[VA] SRC #012a - Then and Now: Probability

[PeterP]

(10-21-2022 04:10 PM)Albert Chan Wrote:  

(10-12-2022 12:10 PM)PeterP Wrote:  My code does deliver the correct result for R = 5, but I dont have a good way (especially right now on a plane and my work computer has no simulators installed…) to check if it is correct for R = 30, S=29. (It comes out to 1.311095094 e-13).

For S = R-1, we can treat triangle as without bottom edge (and the 2 corners).

First step from top corner, it gives equal probability to left or right side.
We can thus skip first iteration, simplified the problem without top corner.

Problem now is relatively simple, with only inside (6 ways) and edge (4 ways)
Only edge probability can "leak" to the inside; inside probabilities never "gets out".
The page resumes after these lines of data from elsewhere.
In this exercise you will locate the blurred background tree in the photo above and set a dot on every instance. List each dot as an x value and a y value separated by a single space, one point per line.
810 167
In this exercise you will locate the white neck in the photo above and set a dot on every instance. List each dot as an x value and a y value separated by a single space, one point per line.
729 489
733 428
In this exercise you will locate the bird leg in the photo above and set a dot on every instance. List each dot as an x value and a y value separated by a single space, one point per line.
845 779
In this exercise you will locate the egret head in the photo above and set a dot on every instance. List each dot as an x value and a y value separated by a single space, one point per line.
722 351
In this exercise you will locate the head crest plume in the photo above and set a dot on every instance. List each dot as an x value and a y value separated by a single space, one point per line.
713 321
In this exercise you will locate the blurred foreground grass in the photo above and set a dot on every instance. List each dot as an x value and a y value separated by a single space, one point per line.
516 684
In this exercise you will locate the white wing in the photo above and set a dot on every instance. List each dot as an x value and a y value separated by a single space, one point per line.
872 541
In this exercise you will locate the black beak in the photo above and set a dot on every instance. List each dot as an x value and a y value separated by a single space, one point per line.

Work out the geometric progression (not shown), with p=1/6, q=1/4, we have:

P(R, S=R-1) = ((2p)^(R-3) - q^(R-3)) / (2*p-q) * (2*p*q) + 2*q^(R-2)

(2*p*q) / (2*p-q) = 1 / (1/q-1/(2*p)) = 1 / (4-3) = 1. It simplified to:

P(R, S=R-1) = 3^(3-R) - 2^(5-2*R)

Example:

P(1,0) = 9 - 8 = 1
P(2,1) = 3 - 2 = 1
P(3,2) = 1 - 1/2 = 1/2
P(4,3) = 1/3 - 1/8 = 5/24
P(5,4) = 1/9 - 1/32 = 23/288
P(6,5) = 1/27 - 1/128 = 101/3456
...
P(30,29) = 1/3^27 - 1/2^55 ≈ 1.31109509664e-13

Very neat Albert! It converts the summation into a formula for the sum as its a geometric progression (which I did not recognize). You clearly did not need a computer and could have proven the result to be correct on an airplane with just a simple calculator, your pen and pencil :-) Thank you for sharing.